The mission of the Battle of New Market Heights Memorial and Education Association is to commemorate and educate. We seek to erect a monument at the site of the Battle of New Market Heights honoring the United States Colored Troops who served in the Third Division of the XVIII Corps (Army of the James). Among these men were fourteen African American soldiers and two white officers who received the Medal of Honor for acts of heroism on September 29, 1864. We also seek to educate the public about this significant military victory by the United States Colored Troops. More information is available at https://battleofnewmarketheights.org. As part of a collaboration between ECW and BNMHMEA, this piece is cross-posted at their website.

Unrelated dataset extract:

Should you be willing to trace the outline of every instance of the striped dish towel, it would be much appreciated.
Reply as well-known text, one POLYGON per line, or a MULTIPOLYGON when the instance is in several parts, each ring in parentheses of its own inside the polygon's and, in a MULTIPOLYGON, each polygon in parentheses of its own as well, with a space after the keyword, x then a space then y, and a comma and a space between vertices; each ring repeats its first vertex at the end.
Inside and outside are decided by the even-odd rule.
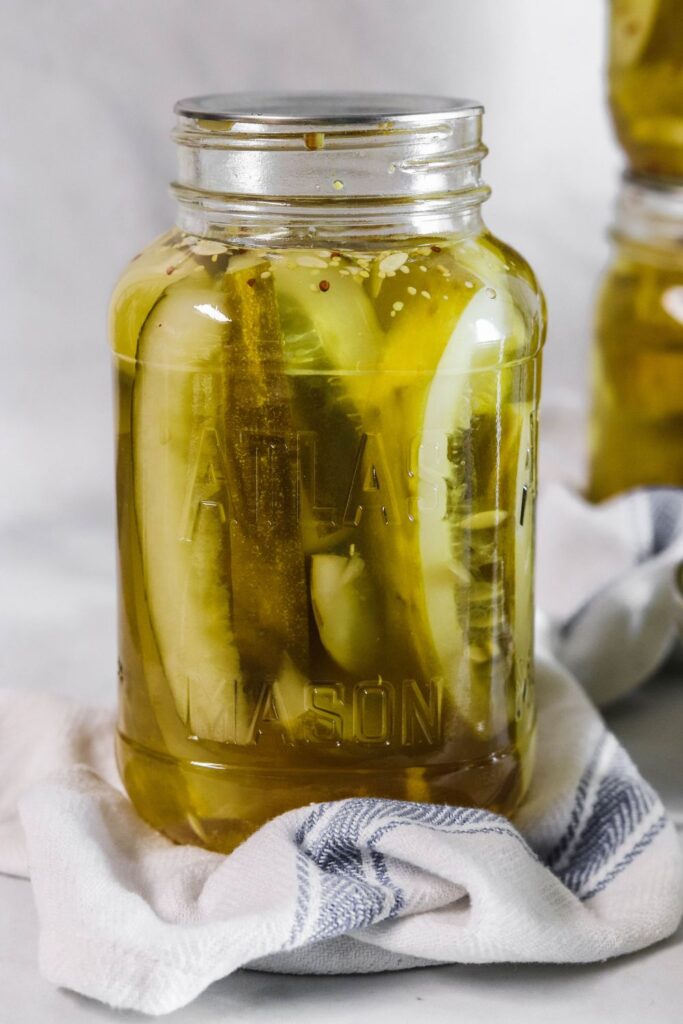
POLYGON ((461 807, 347 800, 282 815, 228 857, 174 846, 118 788, 109 713, 0 691, 0 870, 30 867, 43 974, 162 1014, 243 966, 577 963, 670 935, 683 909, 676 831, 559 661, 594 692, 602 685, 603 699, 672 653, 683 499, 669 499, 632 495, 591 509, 558 491, 542 503, 542 531, 549 510, 562 531, 555 555, 546 531, 546 560, 576 538, 593 547, 558 563, 562 594, 537 660, 536 769, 514 823, 461 807), (29 757, 27 735, 44 737, 29 757))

I believe that 1920 is the correct year of death, not 1890. Great article!
Thank you for catching that typo. I’ve corrected it.
Good article In addition to the direct combat trauma that McMurray experienced in and around Deep Bottom he and his men were tasked with recovering the remains of the fallen from the First Maine Heavy Artillery at least ten days after their charge on June 18, 1864. He described it as one of the saddest affairs. It all contributed to his trauma.
Yes, thank you Tim for a great article that brings to light the trauma experienced by the troops, as exemplified by this poor fellow.
Nice piece, Tim. Always solid!
I hope his children provided him solace.
An outstanding article. Thanks. To think his story is but one of so so many is truly hard to fathom. The personal accounts of these men are the ones that I most appreciate and gravitate to.
Excellent write up of a sad truth – may we remember their names.